Google condamné pour infraction à la concurrence

Google condamné pour infraction à la concurrence

L’Autorité de la concurrence a condamné ce lundi le géant américain à 220 millions d’euros pour des infractions sur la concurrence en matière de publicité en ligne. Il devra aussi modifier ses pratiques.

Google devra payer 220 millions d’euros d’amende à l’Autorité de la concurrence en France en règlement de “l’une des premières affaires antitrust dans le monde où l’entreprise technologique est accusée d’avoir abusé de son rôle de leader dans le secteur de la publicité numérique”, rapporte le Wall Street Journal.

 

Les engagements de Google

Et le régulateur français a accepté “une série d’engagements” du géant de l’Internet américain pour les trois années à venir. Google promet notamment de “faciliter l’utilisation de ses outils publicitaires en ligne par ses concurrents”. La directrice juridique de Google en France explique que l’entreprise s’engage “à travailler en collaboration avec les régulateurs et à investir dans de nouveaux produits et technologies offrant aux éditeurs plus de choix et de meilleurs résultats”.

Les engagements de Google, qui sont limités au seul territoire français, devraient selon le quotidien américain servir de “modèle pour la façon dont l’entreprise pourrait résoudre des plaintes similaires émanant d’éditeurs et de concurrents de la publicité en ligne ailleurs dans le monde”.

 

Des pratiques “particulièrement graves”

Selon l’Autorité de la concurrence, le serveur de publicité de Google, DoubleClick, utilisé par la plupart des grands éditeurs en ligne pour mettre en vente leurs espaces publicitaires, avantage Google Ads, sa filiale de vente aux enchères publicitaires, “en partie en fournissant des informations sur les offres concurrentes”. L’enquête a permis de mettre au jour des pratiques anticoncurrentielles “particulièrement graves en raison de leur fort impact sur les intermédiaires de publicité en ligne”, estime Isabelle de Silva, présidente de l’Autorité de la concurrence.

 

Les pratiques de Google

Mais Google est également présent sur bien d’autres segments du marché publicitaire, dont celui des serveurs publicitaires, ces outils qui permettent aux éditeurs de mettre leurs espaces en vente sur les plateformes.
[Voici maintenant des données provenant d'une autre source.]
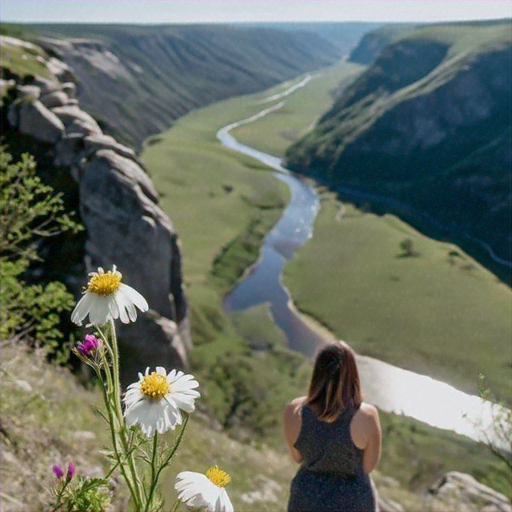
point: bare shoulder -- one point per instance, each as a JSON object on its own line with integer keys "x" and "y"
{"x": 368, "y": 411}
{"x": 366, "y": 416}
Google a profité de son « intégration verticale » pour « biaiser le processus » et « s’avantager de manière indue », a expliqué la présidente de l’Autorité de la Concurrence, Isabelle de Silva, lors d’une conférence de presse pour présenter la décision.

Par exemple, la plateforme de vente d’espaces publicitaire de Google pouvait avoir connaissance des prix pratiqués par ses rivales grâce à ses serveurs publicitaires implantés chez les éditeurs, et proposer un tarif plus attractif, a-t-elle expliqué.
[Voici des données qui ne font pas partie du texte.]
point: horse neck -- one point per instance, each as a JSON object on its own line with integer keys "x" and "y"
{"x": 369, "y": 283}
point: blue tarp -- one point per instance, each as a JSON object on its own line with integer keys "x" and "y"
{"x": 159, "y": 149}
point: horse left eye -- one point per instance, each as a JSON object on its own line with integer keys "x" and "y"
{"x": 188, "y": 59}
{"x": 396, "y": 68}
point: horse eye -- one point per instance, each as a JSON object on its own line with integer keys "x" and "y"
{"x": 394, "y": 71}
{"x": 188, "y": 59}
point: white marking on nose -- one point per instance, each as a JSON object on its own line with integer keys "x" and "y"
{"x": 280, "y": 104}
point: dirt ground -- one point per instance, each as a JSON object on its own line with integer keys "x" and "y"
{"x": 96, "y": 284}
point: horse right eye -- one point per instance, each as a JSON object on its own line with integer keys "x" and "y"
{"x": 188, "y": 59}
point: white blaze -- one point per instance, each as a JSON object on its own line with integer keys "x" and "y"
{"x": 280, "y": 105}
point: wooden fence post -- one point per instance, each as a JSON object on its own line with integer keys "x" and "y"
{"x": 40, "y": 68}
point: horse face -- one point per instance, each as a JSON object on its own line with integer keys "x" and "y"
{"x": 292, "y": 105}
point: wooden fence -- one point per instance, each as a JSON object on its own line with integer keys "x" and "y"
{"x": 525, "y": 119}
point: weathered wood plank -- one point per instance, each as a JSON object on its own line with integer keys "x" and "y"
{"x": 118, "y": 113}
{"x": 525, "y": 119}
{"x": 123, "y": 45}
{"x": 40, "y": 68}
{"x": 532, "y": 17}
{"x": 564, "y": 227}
« C’est une décision historique » car « c’est la première décision au monde se penchant sur les processus algorithmiques complexes d’enchères par lesquels fonctionne » la publicité en ligne, a-t-elle souligné.

News Corp parmi les plaignants

L’Autorité de la concurrence avait été saisie par trois groupes de presse: le français Le Figaro, qui s’est retiré ensuite de la procédure, le belge Rossel, et le géant mondial des médias News Corp, contrôlé par le milliardaire australo-américain Rupert Murdoch.

News Corp a choisi de porter le fer contre Google en France notamment parce que l’Autorité de la Concurrence avait rédigé, en 1998, une étude détaillée sur le marché de la publicité en ligne, a expliqué Mme De Silva.

Par ailleurs, l’Europe offre un terrain plus propice que les Etats-Unis aux acteurs économiques pour se battre contre les positions dominantes, dans la mesure ou les grandes autorités de régulation américaines n’ont pas de pouvoir d’imposer directement des sanctions financières, a-t-elle expliqué.

« Elles doivent aller devant les tribunaux » pour obtenir ces sanctions, et ceux-ci « pour des raisons juridiques sont souvent très frileux » sur ce plan, a-t-elle dit.

Google a jusqu’à la mi-2022 pour mettre en place les remèdes imposés par l’Autorité de la Concurrence.

« Il nous a été dit que c’était l’un des 10 plus gros projets de Google » cette année, s’est félicitée Mme de Silva. « Un mandataire a été désigné et sera payé par Google pour vérifier la mise en place des engagements », a-t-elle ajouté.

Alphabet, la maison mère de Google, a réalisé 55,31 milliards de dollars de chiffre d’affaires au premier trimestre 2021, majoritairement grâce à la publicité en ligne. L’entreprise fait face à des poursuites des autorités de plusieurs pays sur le front du droit de la concurrence.